Time tends to move very fast where political documen-taries are concerned. What only a year ago seemed super-hot and current, now can have us musing, "Well, we know all this already..." In the case of PARK AVENUE: Money, Power and the American Dream, the docu-mentary by the award-winning and hugely prolific Alex Gibney -- who in but the nine years since his breakout hit Enron: The Smartest Guys in the Room, has made some 21 further documentaries, including the much-heralded Mea Maxima Culpa: Silence in the House of God and the Oscar-winning Taxi to the Dark Side -- we probably don't know all of this. Still, a good deal of it is indeed old news. However, in the case of how the income gap between the one percent and the rest of us continues to widen, this information cannot be stated -- or, hello, acted upon in some manner -- often enough.

So watching this film by Mr. Gibney, shown at left, is initially interesting in the way he contrasts New York's Park Avenue of Manhattan -- on which street live those who possess the most money of any citizens in the entire U.S.A. -- with the Park Avenue that continues up through Spanish Harlem (where TrustMovies lived for a time during the late 1980s) and across the bridge into the South Bronx, where the inhabitants are among the poorest in the nation. That there is something wrong here seems, well, under-stated in the extreme. Seeing the interiors of the Park Avenue apartments and what we used to refer to as "how the other half lives" (the other half? Things really have changed), is fun in a bizarre sort of way, as is the history of some of these buildings on the Avenue, such as 740 Park Avenue (aka 71 East 71st Street, shown below and further below) -- the edifice that, along with its super-wealthy occupants, receives the most attention here.

These "two" Park Avenues carry the theme of Gibney's doc, as the filmmaker asks if there's a snowball's chance in hell that folk from the upper end of that Avenue, under the system of government we now have, could ever hope to do more than work as doormen or cleaners for those on the Manhattan side. Doormen, in fact, figure prominently in the film. Gibney interviews one fellow who used to work at 740 Park Avenue (disguised in visage and voice, of course), and what we learn is unpleasant but rather expected, particularly in terms of what one of the uber-wealthy Koch brothers gives as a Christmas gratuity.

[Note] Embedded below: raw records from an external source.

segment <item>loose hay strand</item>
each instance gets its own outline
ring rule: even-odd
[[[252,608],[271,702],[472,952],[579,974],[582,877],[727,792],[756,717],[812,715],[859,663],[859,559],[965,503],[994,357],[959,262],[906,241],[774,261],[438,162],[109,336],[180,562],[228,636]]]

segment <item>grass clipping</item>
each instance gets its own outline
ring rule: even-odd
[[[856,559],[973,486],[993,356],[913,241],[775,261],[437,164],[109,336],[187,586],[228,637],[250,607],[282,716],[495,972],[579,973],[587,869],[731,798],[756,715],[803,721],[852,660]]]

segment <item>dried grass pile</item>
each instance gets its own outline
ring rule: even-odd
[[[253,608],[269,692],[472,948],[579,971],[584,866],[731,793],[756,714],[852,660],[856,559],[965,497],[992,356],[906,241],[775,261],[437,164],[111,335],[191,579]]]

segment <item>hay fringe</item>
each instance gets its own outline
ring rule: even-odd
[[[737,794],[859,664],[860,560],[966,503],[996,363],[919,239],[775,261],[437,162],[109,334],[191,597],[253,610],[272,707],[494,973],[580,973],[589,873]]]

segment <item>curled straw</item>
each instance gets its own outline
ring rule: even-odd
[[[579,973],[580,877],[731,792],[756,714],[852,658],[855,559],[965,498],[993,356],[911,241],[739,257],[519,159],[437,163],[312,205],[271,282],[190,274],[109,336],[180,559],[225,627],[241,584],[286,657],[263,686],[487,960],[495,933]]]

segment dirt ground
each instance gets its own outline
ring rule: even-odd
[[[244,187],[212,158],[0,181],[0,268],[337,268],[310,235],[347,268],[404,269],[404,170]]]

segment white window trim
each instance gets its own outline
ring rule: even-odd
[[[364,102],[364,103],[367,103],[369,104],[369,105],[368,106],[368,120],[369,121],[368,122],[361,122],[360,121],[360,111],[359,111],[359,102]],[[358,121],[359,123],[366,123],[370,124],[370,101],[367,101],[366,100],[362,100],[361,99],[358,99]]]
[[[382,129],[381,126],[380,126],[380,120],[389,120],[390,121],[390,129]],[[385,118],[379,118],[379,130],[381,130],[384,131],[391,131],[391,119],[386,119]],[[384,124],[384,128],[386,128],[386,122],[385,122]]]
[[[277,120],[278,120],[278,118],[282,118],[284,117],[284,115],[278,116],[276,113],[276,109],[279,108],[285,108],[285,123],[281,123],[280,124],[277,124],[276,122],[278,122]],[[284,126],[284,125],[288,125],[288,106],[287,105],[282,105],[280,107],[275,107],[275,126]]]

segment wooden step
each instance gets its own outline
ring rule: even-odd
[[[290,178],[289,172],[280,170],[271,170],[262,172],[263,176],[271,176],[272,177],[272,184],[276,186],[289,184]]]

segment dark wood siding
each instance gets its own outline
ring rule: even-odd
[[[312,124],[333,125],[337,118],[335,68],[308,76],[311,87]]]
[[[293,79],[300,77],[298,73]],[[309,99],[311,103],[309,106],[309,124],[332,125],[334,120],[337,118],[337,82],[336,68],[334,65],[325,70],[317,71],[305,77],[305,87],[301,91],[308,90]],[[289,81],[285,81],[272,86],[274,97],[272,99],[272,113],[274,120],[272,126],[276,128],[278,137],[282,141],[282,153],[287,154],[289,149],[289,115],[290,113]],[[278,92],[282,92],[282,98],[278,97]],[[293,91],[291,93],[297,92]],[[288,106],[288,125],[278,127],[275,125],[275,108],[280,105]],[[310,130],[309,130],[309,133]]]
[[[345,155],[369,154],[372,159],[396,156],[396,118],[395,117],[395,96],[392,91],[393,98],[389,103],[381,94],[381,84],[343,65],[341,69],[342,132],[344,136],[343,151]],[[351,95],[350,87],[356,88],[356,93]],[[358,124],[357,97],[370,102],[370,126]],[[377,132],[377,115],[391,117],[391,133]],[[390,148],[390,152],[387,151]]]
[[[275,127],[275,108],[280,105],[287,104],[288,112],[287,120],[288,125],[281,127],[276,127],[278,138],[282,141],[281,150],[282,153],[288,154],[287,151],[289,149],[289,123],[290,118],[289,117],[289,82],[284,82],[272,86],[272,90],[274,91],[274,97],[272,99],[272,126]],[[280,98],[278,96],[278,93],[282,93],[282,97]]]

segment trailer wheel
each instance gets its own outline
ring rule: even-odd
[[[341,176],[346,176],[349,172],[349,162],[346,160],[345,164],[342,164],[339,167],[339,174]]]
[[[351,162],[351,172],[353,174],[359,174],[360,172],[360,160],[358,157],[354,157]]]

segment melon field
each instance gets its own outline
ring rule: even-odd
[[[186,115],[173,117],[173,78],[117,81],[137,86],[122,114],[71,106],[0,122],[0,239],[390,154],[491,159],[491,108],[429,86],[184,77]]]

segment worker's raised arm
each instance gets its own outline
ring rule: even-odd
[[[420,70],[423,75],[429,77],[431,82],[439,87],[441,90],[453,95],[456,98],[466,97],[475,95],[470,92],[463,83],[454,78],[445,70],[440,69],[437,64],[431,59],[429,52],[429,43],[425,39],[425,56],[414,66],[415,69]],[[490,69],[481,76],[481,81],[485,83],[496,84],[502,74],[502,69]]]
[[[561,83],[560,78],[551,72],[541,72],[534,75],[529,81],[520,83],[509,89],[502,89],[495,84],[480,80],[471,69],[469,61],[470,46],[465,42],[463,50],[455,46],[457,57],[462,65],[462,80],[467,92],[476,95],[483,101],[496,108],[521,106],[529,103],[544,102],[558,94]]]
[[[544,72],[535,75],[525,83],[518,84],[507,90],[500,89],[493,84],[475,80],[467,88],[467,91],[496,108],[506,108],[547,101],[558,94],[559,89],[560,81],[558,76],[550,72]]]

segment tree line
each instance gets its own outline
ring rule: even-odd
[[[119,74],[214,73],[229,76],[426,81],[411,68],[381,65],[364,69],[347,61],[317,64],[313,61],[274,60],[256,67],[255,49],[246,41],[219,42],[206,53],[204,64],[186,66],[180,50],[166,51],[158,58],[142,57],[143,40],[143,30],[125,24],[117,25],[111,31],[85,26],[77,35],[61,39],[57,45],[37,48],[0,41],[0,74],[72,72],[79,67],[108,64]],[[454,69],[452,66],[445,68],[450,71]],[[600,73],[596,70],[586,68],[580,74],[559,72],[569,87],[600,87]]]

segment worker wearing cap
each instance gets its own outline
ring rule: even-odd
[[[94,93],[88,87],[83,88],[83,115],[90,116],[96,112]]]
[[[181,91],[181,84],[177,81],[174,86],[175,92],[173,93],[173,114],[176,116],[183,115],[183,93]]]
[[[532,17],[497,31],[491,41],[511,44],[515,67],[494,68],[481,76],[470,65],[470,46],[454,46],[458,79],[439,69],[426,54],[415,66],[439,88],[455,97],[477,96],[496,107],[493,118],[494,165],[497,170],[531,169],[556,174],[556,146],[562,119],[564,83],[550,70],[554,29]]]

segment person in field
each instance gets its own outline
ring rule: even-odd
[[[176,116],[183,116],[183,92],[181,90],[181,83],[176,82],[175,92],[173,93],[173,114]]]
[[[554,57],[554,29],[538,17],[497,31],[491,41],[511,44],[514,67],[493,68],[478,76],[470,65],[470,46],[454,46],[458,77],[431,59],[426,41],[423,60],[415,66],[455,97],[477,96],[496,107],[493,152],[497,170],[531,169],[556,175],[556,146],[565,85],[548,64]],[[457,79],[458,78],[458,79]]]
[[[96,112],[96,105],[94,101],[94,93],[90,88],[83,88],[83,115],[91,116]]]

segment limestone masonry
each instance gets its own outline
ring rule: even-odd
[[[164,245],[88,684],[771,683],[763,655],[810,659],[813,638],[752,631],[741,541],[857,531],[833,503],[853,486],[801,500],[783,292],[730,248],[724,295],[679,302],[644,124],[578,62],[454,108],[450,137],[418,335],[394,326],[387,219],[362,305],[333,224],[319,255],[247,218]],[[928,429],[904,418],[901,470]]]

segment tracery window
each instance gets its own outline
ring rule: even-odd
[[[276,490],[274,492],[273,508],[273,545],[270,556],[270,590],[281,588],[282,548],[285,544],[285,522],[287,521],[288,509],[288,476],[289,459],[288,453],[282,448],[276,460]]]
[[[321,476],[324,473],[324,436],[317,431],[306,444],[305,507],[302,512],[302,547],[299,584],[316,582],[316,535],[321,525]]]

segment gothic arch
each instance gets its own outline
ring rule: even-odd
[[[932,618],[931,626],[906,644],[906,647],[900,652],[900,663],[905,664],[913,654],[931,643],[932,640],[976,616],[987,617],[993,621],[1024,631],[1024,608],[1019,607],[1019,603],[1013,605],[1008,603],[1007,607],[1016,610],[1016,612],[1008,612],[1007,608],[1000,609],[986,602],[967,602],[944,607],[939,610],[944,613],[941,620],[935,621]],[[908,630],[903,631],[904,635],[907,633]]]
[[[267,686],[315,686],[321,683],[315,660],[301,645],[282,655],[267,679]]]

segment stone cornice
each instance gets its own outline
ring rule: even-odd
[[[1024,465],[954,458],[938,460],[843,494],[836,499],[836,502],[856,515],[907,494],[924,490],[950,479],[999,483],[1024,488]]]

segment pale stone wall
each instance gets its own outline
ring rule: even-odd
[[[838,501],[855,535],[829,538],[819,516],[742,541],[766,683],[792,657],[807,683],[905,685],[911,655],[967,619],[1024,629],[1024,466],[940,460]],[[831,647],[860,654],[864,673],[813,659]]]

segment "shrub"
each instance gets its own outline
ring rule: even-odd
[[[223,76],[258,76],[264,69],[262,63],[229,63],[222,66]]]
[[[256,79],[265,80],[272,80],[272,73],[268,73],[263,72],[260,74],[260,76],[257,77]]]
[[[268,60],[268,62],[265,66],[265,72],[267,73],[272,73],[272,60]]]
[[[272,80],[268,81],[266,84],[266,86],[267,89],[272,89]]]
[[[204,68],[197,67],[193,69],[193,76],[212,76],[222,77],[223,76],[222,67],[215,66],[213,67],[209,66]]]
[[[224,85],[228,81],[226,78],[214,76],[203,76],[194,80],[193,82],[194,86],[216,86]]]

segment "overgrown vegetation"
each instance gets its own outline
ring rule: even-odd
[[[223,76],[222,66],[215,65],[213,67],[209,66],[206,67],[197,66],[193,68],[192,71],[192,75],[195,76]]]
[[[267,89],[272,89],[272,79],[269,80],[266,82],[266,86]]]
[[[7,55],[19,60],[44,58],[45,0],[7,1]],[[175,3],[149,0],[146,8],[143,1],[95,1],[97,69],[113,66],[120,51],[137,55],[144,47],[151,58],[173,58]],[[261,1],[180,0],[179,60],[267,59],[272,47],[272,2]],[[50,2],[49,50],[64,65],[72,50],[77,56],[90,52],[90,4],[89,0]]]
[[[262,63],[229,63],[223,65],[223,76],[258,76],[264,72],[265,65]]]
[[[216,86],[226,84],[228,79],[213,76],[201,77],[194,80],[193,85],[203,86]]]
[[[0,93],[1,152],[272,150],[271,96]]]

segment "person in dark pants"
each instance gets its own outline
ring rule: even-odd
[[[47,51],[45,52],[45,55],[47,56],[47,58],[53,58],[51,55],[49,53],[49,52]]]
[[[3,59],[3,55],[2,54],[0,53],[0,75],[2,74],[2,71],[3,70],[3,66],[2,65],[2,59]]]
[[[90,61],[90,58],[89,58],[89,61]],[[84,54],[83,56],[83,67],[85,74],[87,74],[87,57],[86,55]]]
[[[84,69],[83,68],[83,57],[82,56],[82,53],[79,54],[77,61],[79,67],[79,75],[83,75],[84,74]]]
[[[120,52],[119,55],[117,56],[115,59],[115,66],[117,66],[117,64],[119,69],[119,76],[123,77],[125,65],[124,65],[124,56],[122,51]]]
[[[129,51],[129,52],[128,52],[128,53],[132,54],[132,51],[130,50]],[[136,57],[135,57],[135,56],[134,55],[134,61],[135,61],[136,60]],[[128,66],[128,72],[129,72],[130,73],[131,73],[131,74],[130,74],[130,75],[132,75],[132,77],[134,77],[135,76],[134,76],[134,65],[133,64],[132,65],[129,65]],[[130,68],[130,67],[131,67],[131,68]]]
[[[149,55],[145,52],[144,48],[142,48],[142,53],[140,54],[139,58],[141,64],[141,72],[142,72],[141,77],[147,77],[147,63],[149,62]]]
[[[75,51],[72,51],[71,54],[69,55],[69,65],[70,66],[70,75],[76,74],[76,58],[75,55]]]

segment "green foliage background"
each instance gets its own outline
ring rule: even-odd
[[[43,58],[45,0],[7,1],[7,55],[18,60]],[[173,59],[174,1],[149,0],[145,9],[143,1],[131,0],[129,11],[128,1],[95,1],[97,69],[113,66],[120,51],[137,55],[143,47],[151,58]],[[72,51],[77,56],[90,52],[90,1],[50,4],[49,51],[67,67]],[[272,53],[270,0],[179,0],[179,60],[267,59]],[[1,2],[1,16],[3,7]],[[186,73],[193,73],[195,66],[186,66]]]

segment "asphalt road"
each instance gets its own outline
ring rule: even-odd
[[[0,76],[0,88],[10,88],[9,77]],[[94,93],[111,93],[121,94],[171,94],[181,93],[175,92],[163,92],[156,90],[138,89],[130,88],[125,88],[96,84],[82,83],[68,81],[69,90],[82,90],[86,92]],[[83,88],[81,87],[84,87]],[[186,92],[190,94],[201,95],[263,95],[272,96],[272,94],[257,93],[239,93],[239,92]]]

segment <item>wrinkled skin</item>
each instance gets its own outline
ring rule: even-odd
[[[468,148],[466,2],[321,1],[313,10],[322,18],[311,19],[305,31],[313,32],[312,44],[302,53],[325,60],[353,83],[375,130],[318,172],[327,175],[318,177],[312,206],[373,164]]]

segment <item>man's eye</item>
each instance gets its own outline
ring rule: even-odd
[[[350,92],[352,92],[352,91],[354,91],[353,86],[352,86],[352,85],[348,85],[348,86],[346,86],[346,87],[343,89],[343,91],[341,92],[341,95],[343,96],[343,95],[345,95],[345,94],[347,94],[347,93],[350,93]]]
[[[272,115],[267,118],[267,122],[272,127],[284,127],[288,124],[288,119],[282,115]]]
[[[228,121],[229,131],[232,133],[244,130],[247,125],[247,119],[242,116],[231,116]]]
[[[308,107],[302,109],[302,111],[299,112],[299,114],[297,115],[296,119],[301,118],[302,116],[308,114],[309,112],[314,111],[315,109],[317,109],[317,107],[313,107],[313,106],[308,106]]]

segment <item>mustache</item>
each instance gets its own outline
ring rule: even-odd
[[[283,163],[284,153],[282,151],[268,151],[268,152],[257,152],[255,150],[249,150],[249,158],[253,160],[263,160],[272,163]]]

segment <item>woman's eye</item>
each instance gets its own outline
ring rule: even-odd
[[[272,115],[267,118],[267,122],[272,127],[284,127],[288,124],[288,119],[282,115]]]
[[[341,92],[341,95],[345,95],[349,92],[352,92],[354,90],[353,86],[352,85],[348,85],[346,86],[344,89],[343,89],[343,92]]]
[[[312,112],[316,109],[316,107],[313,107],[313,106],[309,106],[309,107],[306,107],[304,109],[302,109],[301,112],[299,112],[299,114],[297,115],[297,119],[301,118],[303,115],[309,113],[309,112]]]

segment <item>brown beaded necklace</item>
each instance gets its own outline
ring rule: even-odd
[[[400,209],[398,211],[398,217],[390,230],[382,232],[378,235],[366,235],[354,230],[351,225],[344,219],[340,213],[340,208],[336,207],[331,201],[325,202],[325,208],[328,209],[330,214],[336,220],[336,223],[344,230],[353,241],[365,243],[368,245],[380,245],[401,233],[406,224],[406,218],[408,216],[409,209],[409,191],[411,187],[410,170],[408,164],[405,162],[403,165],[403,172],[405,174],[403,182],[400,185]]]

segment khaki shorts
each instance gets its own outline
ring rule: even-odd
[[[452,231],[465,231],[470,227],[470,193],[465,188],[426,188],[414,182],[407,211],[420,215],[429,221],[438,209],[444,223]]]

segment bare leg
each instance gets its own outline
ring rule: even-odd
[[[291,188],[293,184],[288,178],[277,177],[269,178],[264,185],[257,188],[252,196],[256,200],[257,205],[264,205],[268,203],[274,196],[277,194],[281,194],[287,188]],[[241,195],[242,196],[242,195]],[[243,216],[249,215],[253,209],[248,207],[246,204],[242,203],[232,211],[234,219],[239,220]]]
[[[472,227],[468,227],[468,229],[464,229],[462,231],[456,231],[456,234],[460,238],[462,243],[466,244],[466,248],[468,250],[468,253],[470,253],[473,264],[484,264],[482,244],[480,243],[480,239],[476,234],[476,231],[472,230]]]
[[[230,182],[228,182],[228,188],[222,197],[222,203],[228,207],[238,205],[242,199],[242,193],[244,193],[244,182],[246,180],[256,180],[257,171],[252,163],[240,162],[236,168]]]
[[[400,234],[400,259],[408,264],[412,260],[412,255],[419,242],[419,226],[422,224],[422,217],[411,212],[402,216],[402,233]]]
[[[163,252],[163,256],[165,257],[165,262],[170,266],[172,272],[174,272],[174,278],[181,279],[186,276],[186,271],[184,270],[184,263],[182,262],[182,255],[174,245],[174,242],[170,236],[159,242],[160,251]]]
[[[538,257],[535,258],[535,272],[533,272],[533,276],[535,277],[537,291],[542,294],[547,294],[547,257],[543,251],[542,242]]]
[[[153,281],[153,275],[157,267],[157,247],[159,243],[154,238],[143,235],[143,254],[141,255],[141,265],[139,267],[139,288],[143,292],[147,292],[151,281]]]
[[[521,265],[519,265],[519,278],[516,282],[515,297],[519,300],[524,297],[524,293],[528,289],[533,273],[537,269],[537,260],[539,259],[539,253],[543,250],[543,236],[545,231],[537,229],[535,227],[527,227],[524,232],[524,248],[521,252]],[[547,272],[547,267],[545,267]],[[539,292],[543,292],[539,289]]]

Gee, it's the same as what my ex-wife and I (of the awfully middle-class) used to give, over 25 years ago, during the short time I lived in a doorman building.

The movie goes again into Ayn Rand and Paul Ryan (what a hot pair!) and some of the other subjects that came up prior to the last Presidential election, and we view charts and graphs (as below) about that ever widening income gap. Notes one talking head: "The poor are not very well represented in our system of government." Why? asks the filmmaker. "Because of the decline and destruction of unions," comes the reply. On that note we see what governor Scott Walker has been doing in and to Wisconsin, and hear from, among others, a husband and wife team of teachers in that state.

We also see how the wealthy like to take hold of middle-class resentment and point it downward toward the poor, rather than upward toward themselves, where it should be placed. Even if you will already know much of what Mr. Gibney has assembled here, it's salutary to be reminded of it all over again. As is pointed out along the way, when you hear folk like the Koch brothers, Stephen A. Schwarzman (whom we see a lot of here), politicians like Michele Bachmann and Eric Cantor, and yes, especially New York's own "Democratic" senator Chuck Schumer (who has kept the "carried interest" loophole safe for the wealthy) talk about "freedom," what they manage to leave out is that this freedom is available mostly for our billionaires. Simply hearing the disgraced ex-lobbyist Jack Abramoff (below) talk about how the collusion works between industry, the wealthy and our government is worth the price of admission.

You can view Park Avenue: Money, Power & the American Dream (which was shown on PBS' Independent Lens) via Netflix's streaming service. It's worth a watch and runs only a short 71 minutes.